As the Church tried to understand Christianity and spread the Gospel message, she engaged in rigorous prayer, study and debate. This prepared the ground for future developments which benefited Western civilization. In a series of videos, The Catholic Church-Builder of Civilization, Thomas Woods discuses some of these developments. One of them is law.
He says that the Church unified law under the principle of natural law. The first modern legal system in Europe was cannon law. Thus, the Church introduced reason into court proceedings. Before this time, court rulings were quite arbitrary, and they often involved magical ordeals to determine a defendant’s innocence or guilt. The Church also said that rights were based on human nature and applied to all persons.

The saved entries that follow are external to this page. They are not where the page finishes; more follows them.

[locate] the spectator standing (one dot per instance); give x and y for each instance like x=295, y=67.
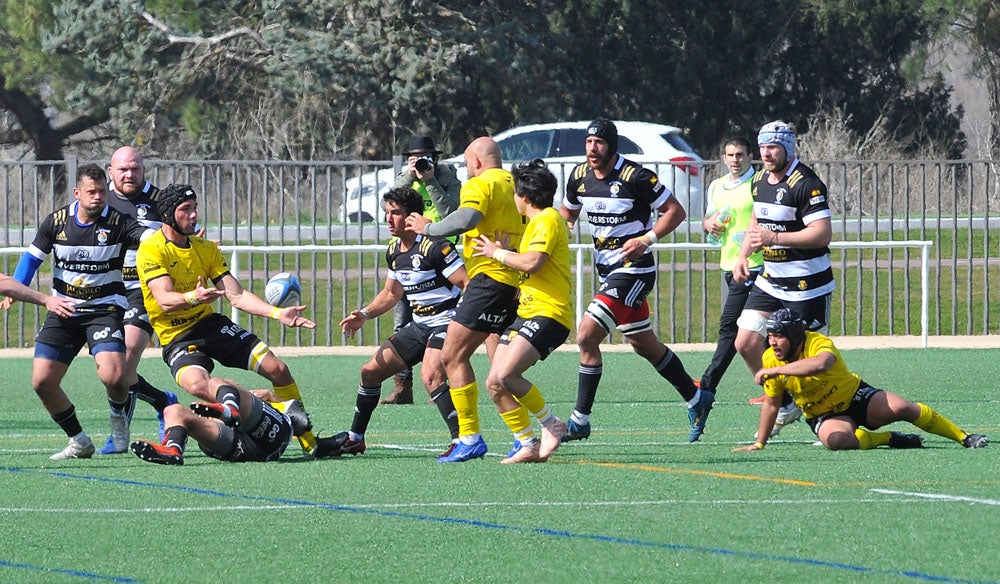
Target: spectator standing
x=730, y=196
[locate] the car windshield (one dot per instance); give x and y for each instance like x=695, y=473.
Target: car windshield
x=527, y=146
x=675, y=140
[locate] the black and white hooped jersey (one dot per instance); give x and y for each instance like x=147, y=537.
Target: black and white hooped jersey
x=800, y=198
x=143, y=208
x=619, y=207
x=423, y=272
x=87, y=258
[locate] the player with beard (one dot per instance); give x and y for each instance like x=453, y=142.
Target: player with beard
x=87, y=239
x=131, y=194
x=619, y=197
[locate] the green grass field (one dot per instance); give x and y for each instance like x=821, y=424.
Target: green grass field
x=635, y=503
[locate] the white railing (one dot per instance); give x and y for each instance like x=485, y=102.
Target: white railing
x=582, y=266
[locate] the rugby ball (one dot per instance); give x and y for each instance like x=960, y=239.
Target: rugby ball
x=283, y=290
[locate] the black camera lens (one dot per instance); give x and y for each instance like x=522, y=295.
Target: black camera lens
x=423, y=164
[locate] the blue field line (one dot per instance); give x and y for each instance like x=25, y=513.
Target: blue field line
x=915, y=575
x=74, y=573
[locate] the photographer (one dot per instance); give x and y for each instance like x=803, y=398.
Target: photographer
x=439, y=186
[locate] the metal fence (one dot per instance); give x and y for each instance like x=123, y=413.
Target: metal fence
x=954, y=204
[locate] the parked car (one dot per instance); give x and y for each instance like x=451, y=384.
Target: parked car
x=656, y=146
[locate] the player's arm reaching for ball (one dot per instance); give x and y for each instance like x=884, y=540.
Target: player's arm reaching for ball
x=385, y=300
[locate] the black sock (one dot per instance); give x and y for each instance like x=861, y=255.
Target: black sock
x=671, y=369
x=175, y=436
x=586, y=389
x=149, y=394
x=442, y=399
x=364, y=406
x=68, y=422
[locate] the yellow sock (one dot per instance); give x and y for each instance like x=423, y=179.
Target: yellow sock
x=535, y=403
x=871, y=440
x=466, y=400
x=519, y=423
x=935, y=423
x=291, y=391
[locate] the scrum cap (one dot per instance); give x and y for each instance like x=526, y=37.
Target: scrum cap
x=171, y=197
x=778, y=132
x=787, y=323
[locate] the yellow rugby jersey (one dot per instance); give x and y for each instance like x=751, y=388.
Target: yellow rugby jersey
x=548, y=292
x=492, y=194
x=828, y=392
x=159, y=258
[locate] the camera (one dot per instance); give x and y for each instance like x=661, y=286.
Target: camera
x=423, y=163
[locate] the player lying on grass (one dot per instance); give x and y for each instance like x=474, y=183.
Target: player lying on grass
x=835, y=401
x=243, y=428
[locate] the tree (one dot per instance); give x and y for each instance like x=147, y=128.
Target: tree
x=21, y=82
x=307, y=79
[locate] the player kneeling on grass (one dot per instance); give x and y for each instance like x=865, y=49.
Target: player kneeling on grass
x=835, y=401
x=243, y=428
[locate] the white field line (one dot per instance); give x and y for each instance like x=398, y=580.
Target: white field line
x=463, y=504
x=938, y=497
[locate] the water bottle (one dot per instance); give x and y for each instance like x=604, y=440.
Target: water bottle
x=723, y=218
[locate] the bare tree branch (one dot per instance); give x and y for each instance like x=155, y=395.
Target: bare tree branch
x=200, y=40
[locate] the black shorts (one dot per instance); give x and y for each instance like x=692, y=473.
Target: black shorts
x=60, y=339
x=815, y=311
x=545, y=334
x=857, y=411
x=487, y=305
x=263, y=441
x=215, y=337
x=413, y=339
x=135, y=314
x=628, y=289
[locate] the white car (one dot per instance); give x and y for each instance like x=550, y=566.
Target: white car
x=657, y=147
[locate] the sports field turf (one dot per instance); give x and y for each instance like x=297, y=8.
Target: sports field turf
x=635, y=503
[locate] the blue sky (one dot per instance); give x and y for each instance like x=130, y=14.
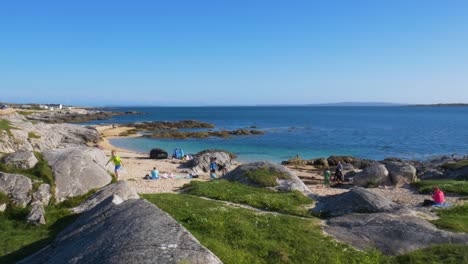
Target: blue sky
x=233, y=52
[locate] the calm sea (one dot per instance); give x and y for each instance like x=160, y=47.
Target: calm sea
x=311, y=132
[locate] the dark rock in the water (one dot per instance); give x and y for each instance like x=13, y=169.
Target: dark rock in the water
x=21, y=160
x=158, y=153
x=357, y=200
x=134, y=231
x=77, y=170
x=400, y=172
x=373, y=175
x=37, y=215
x=201, y=161
x=42, y=195
x=17, y=187
x=392, y=234
x=282, y=177
x=121, y=189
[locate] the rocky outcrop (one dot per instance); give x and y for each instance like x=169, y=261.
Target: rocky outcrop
x=201, y=161
x=17, y=187
x=357, y=200
x=77, y=170
x=133, y=231
x=21, y=160
x=37, y=215
x=373, y=175
x=285, y=179
x=122, y=189
x=400, y=172
x=31, y=136
x=392, y=234
x=158, y=153
x=42, y=195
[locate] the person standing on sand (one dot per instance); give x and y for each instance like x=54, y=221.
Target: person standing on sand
x=117, y=163
x=326, y=175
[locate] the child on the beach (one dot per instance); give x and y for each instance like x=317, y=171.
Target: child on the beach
x=117, y=163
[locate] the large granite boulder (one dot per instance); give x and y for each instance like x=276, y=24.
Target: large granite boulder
x=17, y=187
x=373, y=175
x=21, y=160
x=283, y=178
x=121, y=188
x=201, y=161
x=400, y=172
x=392, y=234
x=77, y=170
x=42, y=195
x=357, y=200
x=134, y=231
x=37, y=215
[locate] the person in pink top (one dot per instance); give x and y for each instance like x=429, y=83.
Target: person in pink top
x=438, y=196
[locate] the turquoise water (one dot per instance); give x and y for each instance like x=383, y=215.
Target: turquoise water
x=311, y=132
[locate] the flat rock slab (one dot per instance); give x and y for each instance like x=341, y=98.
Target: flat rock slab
x=77, y=170
x=392, y=234
x=357, y=200
x=134, y=231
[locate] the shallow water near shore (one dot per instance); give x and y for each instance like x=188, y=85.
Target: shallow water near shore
x=311, y=132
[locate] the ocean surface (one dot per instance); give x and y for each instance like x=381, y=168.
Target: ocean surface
x=312, y=132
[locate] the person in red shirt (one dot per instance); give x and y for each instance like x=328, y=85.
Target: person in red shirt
x=438, y=196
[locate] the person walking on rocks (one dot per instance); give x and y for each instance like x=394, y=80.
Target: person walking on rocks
x=117, y=163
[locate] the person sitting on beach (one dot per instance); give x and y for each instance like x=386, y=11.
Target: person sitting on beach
x=117, y=163
x=438, y=196
x=154, y=174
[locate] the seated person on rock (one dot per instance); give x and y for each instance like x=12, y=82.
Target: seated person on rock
x=154, y=174
x=438, y=196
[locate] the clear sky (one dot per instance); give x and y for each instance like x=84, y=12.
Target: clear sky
x=233, y=52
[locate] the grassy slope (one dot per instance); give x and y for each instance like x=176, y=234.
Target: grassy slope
x=291, y=203
x=451, y=186
x=238, y=235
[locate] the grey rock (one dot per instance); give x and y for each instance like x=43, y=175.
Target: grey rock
x=201, y=161
x=21, y=160
x=293, y=183
x=37, y=215
x=392, y=234
x=375, y=174
x=357, y=200
x=17, y=187
x=77, y=170
x=42, y=195
x=401, y=172
x=122, y=189
x=134, y=231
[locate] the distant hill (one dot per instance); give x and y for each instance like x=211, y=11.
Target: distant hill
x=359, y=104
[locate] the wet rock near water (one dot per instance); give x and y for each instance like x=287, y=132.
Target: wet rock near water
x=17, y=187
x=21, y=160
x=133, y=231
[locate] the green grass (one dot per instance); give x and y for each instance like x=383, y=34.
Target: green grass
x=291, y=202
x=449, y=254
x=265, y=177
x=451, y=186
x=238, y=235
x=33, y=135
x=454, y=219
x=455, y=165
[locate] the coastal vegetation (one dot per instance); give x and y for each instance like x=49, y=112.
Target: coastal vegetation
x=450, y=186
x=238, y=235
x=293, y=203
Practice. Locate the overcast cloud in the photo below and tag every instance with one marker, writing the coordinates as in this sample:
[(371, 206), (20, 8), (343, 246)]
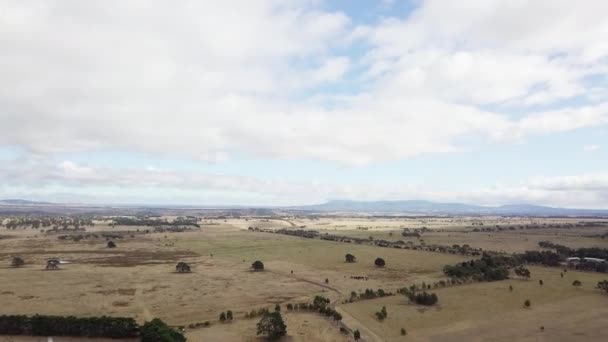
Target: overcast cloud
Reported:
[(213, 81)]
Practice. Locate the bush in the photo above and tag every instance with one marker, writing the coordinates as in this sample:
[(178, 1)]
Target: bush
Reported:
[(272, 326), (424, 298), (17, 262), (41, 325), (257, 265), (157, 331), (182, 267), (350, 258)]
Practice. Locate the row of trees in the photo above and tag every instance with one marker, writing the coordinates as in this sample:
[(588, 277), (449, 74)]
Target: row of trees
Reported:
[(40, 325), (104, 326), (488, 268)]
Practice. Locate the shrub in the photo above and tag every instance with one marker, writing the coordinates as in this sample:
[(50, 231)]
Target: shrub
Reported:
[(156, 330), (17, 262), (424, 298), (272, 326), (257, 265)]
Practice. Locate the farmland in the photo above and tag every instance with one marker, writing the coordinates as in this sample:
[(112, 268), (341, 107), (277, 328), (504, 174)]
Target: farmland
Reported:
[(137, 278)]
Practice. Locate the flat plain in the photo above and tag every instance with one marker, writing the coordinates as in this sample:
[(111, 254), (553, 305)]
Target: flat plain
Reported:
[(138, 278)]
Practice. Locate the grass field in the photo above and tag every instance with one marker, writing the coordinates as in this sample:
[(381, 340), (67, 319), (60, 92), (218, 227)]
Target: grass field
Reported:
[(489, 311), (137, 279)]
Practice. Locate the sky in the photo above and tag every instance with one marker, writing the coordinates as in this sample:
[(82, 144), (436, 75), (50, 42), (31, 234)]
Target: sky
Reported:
[(272, 102)]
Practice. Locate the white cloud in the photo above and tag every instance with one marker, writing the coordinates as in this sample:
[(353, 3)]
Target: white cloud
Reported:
[(214, 80), (69, 181), (591, 148)]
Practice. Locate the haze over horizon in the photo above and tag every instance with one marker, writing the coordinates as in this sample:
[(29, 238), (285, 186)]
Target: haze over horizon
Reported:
[(292, 103)]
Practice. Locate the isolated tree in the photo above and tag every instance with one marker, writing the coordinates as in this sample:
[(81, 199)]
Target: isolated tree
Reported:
[(17, 262), (522, 272), (182, 267), (603, 285), (52, 264), (272, 326), (350, 258), (157, 330), (257, 265)]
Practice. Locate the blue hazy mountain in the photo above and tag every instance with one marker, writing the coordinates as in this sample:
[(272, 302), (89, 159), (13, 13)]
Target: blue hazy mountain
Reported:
[(428, 207)]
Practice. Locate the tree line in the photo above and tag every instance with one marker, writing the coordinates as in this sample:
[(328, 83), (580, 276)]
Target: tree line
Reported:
[(104, 326)]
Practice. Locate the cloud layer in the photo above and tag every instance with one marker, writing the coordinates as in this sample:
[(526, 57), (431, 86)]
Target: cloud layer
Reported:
[(213, 80), (295, 81)]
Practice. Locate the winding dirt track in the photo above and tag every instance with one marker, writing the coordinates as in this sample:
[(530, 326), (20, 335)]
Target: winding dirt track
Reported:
[(347, 321)]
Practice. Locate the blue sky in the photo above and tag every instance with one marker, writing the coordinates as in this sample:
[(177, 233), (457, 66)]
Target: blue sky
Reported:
[(283, 103)]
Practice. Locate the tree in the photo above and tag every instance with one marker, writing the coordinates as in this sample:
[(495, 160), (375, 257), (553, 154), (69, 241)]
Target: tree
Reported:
[(257, 265), (156, 330), (522, 272), (52, 264), (350, 258), (17, 262), (272, 326), (182, 267)]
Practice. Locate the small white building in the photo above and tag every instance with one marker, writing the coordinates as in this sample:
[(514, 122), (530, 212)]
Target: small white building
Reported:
[(594, 260)]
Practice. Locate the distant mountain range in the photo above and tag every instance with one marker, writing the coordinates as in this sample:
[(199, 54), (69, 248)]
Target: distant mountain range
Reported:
[(409, 207), (434, 208), (21, 202)]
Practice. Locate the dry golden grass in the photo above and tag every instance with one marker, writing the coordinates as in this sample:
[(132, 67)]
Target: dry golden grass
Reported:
[(137, 279)]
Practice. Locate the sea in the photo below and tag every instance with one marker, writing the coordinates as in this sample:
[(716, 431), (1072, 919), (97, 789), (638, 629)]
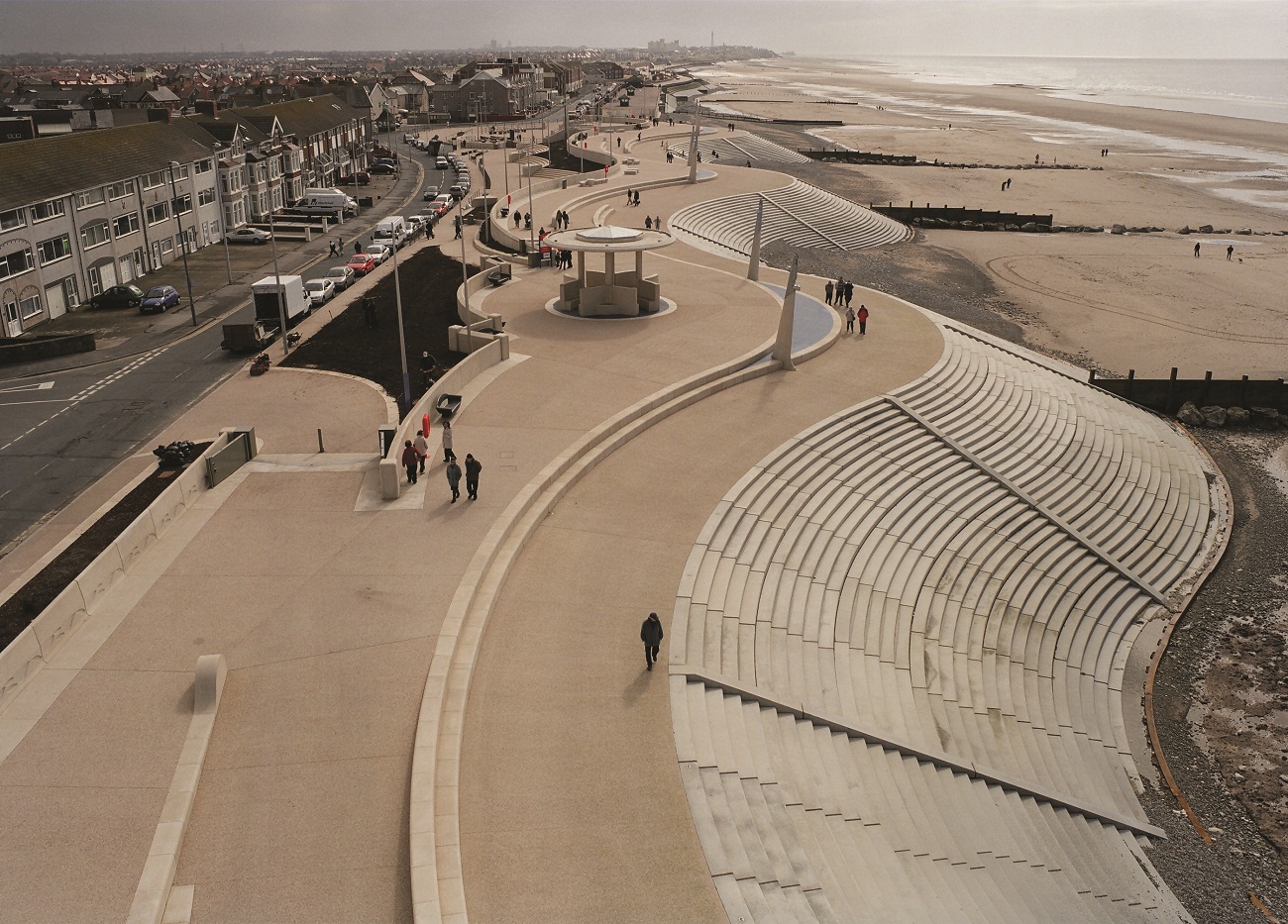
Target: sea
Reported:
[(1239, 88), (1253, 89)]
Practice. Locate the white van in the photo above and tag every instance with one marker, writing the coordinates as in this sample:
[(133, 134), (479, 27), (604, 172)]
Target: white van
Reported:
[(326, 202), (391, 231)]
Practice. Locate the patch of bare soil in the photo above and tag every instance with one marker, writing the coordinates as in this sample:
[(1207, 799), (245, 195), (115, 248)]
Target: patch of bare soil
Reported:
[(352, 345), (1222, 705), (31, 600)]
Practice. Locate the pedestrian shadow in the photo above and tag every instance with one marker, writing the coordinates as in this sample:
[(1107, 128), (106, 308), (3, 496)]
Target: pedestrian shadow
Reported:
[(636, 687)]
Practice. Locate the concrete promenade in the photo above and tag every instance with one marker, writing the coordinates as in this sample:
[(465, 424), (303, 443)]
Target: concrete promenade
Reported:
[(327, 605)]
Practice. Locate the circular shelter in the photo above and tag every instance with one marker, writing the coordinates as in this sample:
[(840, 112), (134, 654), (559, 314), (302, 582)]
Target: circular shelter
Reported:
[(612, 291)]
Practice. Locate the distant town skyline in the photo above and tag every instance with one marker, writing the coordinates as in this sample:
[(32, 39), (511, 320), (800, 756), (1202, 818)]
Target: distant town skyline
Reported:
[(1149, 29)]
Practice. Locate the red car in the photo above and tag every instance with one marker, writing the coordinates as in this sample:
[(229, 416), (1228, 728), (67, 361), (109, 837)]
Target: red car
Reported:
[(362, 262)]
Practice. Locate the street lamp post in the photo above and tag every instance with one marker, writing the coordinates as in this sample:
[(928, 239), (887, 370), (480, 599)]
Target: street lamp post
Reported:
[(183, 239), (277, 273), (465, 274), (223, 220), (402, 338)]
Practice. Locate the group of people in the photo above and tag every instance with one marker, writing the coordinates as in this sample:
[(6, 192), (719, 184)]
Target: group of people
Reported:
[(841, 292), (838, 292), (413, 461)]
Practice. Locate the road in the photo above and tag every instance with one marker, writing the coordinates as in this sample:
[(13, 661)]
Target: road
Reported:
[(65, 422)]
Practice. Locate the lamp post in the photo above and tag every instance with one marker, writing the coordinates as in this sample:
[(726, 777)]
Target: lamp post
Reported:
[(183, 239), (271, 240), (402, 339), (223, 222), (465, 275)]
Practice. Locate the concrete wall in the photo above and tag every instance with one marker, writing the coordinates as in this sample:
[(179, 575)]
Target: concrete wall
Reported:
[(82, 598)]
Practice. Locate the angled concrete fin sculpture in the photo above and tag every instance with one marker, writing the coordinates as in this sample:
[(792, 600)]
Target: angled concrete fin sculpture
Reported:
[(694, 142), (754, 260), (784, 345)]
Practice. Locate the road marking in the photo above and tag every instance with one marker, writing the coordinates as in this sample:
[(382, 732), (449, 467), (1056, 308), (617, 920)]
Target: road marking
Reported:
[(34, 386), (90, 390)]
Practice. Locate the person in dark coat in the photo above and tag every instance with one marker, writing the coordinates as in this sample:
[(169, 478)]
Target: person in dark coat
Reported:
[(411, 461), (472, 476), (651, 633), (454, 479)]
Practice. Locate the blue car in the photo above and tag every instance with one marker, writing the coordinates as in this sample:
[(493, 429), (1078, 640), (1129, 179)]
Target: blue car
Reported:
[(159, 299)]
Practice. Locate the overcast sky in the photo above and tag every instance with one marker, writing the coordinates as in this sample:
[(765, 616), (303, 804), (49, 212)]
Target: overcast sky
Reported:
[(1157, 29)]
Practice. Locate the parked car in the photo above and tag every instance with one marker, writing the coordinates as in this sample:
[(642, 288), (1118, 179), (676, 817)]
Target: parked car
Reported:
[(159, 299), (117, 296), (249, 236), (320, 291), (361, 264), (380, 253), (342, 277)]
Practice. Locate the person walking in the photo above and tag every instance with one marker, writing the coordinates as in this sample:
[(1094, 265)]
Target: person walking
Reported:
[(410, 461), (449, 456), (472, 476), (421, 448), (651, 633), (454, 479)]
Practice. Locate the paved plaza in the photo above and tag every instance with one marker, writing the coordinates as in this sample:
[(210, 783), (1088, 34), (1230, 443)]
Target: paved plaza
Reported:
[(901, 587)]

Fast forward to 1965 and Vatican II and the document, Gaudium et Spes. "At all times," it states, "the Church carries the responsibility of reading the signs of the times and of interpreting them in the light of the Gospel, if it is to carry out its task." This is the same task Jesus himself gave to his Church, "Teach them to carry out everything I have commanded you" (Mat 28:19).
Comparing the constitutional democracies in Egypt and in America, helps us to read the signs of the times. We live in an age of anti-reason. Therefore, it seems that part of our mission as Christians living in the 21st century is to reintroduce reason into our societies, and the idea of government based on the rule of law and the idea of rights grounded in the natural law.
In this way, Christians can lay the groundwork that will help Muslims and Postmodernists accept the God who loved us so much that He gave us his only Son to redeem us by his death on a cross, which, I believe, is the meaning of the refrain, "On the first day of Christmas, my true love gave to me a partridge in a pear tree."